L’ideologia aristofanea
Come si accennava, Aristofane è un convinto conservatore, che si rivolge costantemente ad un
target identificabile in quel ceto sociale che egli riteneva il nucleo piú antico e piú sano della
società ateniese: il piccolo proprietario terriero, con le sue debolezze e le sue tradizioni radicate
nell’ideologia della democrazia pre-periclea.
Aristofane, con i suoi attacchi a 360° - a "sinistra" attacca la democrazia radicale post-periclea
(Cleone), a "destra" i sofisti, Socrate ed Euripide -, è potuto apparire "qualunquista" agli occhi dei
critici superficiali e disattenti: questo perché non si è ben compresa la sua collocazione politica
all'interno dei "cimoniani", democratici moderati avversi tanto alla demagogia post-periclea quanto
alle tentazioni golpiste di certi ambienti aristocratici.
Anche il ‘pacifismo’ di Aristofane, per quanto sincero, va letto alla luce dell'opposizione nei
confronti della democrazia affaristica e imperialistica, quella stessa democrazia che la guerra
l'aveva fortemente voluta e continuava a fomentarla.

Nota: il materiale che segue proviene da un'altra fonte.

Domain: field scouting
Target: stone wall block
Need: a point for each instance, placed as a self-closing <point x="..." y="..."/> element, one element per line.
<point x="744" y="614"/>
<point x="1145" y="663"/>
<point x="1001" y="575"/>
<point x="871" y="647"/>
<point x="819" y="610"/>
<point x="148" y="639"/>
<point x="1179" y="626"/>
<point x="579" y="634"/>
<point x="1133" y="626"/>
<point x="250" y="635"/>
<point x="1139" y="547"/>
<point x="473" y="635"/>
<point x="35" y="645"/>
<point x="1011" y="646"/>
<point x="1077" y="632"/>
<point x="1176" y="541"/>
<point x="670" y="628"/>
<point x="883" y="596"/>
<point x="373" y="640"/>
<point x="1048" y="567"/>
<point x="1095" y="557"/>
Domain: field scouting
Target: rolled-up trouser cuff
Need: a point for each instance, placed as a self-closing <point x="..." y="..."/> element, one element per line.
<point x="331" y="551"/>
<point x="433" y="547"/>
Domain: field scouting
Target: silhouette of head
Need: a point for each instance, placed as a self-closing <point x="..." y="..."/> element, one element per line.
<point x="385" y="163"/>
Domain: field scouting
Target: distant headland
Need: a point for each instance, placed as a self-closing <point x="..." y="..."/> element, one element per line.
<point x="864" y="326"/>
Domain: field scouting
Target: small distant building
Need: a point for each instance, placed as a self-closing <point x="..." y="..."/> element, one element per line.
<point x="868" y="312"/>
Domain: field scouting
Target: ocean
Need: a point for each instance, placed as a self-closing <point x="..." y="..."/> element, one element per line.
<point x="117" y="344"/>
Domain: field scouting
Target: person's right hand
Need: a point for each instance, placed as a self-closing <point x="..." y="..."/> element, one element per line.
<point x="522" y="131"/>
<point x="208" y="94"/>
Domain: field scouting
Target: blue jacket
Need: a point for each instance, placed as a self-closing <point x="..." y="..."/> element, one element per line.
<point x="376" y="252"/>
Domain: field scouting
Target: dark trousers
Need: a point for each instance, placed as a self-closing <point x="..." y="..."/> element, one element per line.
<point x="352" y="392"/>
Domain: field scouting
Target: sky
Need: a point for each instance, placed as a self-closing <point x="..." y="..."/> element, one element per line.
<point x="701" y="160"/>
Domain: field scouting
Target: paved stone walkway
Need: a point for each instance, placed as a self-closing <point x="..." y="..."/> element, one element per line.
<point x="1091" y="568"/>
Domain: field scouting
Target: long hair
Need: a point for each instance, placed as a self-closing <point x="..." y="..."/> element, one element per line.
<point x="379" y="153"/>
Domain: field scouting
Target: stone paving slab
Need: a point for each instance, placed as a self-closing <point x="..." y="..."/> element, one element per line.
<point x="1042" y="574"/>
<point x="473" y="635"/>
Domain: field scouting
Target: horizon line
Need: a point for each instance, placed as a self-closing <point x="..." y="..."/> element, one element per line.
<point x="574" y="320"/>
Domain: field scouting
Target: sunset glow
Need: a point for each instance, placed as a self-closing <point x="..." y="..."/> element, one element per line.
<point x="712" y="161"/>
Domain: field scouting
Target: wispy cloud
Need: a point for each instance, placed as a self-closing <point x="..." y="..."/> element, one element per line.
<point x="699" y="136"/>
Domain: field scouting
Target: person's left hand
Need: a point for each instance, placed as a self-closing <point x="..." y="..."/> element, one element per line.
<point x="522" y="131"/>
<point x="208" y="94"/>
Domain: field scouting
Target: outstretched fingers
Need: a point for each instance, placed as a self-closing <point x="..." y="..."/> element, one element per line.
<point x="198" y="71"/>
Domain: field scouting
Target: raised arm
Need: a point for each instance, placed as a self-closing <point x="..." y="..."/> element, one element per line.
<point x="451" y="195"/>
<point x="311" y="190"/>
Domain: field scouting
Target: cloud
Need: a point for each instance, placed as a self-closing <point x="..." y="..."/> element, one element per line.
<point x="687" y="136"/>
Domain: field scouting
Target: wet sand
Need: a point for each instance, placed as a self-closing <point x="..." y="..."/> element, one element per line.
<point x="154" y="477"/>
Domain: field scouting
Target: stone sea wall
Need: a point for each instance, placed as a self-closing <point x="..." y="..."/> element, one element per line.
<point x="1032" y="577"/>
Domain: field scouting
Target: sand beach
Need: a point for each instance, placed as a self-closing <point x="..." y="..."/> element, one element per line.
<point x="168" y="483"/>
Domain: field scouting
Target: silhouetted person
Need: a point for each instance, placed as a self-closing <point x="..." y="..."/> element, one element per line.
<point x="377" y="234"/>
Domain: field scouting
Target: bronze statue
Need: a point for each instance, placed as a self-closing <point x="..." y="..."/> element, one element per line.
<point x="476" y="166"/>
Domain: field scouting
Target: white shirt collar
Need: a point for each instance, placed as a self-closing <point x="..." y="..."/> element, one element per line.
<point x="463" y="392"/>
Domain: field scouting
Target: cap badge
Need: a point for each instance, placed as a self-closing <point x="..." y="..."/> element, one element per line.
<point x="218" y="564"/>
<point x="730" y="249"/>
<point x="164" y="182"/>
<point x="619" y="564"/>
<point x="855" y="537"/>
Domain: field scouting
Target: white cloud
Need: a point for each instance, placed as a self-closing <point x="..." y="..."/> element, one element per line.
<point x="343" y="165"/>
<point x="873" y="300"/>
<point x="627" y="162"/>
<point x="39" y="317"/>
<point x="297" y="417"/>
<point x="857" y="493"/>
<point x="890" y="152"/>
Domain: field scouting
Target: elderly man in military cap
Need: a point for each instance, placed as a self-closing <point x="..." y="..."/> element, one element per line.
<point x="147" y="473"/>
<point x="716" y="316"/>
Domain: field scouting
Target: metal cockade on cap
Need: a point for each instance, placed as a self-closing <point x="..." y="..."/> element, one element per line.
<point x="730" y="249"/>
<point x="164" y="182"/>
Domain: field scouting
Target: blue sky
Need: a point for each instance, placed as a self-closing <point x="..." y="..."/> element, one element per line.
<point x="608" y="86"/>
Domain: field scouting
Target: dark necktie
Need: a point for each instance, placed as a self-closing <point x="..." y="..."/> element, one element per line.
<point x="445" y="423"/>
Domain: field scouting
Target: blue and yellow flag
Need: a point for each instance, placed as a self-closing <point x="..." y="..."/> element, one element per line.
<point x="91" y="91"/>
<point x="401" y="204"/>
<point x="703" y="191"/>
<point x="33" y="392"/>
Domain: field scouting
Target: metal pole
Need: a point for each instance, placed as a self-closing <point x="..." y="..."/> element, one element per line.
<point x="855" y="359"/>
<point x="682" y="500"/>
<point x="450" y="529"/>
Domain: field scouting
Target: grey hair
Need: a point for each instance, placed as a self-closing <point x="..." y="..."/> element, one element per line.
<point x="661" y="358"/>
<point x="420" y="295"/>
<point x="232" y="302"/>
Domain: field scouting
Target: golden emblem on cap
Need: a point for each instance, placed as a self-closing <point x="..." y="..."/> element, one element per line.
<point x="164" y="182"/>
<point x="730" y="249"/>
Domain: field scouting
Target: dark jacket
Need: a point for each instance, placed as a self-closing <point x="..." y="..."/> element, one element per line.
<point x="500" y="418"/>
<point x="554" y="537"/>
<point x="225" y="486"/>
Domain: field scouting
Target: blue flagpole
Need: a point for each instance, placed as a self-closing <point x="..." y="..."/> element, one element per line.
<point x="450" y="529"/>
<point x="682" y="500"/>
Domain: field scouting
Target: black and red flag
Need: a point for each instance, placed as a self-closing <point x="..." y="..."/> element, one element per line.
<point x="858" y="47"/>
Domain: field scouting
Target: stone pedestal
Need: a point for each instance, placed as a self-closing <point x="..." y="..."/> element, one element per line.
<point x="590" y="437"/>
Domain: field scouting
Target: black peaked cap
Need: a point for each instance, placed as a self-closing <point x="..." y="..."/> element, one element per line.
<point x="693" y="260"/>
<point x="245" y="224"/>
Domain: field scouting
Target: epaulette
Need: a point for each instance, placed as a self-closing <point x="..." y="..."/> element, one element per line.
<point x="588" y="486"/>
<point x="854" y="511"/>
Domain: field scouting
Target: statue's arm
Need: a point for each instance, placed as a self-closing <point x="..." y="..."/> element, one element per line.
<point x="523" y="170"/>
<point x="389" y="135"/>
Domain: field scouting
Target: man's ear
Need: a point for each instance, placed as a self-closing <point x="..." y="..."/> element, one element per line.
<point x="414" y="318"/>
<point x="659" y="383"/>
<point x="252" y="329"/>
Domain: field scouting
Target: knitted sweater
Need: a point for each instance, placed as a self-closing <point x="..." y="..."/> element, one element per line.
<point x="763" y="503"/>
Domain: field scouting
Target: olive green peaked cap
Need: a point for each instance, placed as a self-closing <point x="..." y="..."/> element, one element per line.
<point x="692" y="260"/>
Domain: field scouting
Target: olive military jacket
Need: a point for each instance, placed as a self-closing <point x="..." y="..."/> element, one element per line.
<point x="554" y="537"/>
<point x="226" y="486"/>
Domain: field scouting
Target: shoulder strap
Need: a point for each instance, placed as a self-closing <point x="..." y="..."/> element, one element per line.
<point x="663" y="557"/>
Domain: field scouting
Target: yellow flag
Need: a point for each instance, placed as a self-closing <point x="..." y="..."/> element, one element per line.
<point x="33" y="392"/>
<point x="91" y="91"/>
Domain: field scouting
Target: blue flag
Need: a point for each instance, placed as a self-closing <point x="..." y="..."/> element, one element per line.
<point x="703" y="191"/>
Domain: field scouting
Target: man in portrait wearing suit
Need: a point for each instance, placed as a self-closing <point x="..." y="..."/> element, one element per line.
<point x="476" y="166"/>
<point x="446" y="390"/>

Al contrario di quello che potrebbe sembrare da certe sue volute e grossolane "confusioni" (tipica,
come s'è detto, quella tra Socrate e i sofisti), Aristofane è un profondo e geniale conoscitore
delle correnti intellettuali ed artistiche che derise per tutta la vita: i suoi "travisamenti" non
sono altro che interpretazioni del tutto personali del pensiero degli avversari, spesso così acute da
risultare profetiche: quando ad esempio egli auspica la condanna a morte di Socrate nelle Nuvole
del 423 adducendo motivazioni in apparenza stravaganti, non fa che anticipare di 24 anni ciò che
puntualmente avverrà, precisamente per gli stessi capi d'accusa, nel 399.
L'arte di Aristofane
Aristofane è uno dei piú importanti autori di tutta l’antichità greco-latina: l'eccezionalità
dell’impegno ideologico, la straordinaria inventiva linguistica, l’immensa varietà di soluzioni
comiche e di invenzioni fantastiche fanno di lui un genio assoluto della comicità.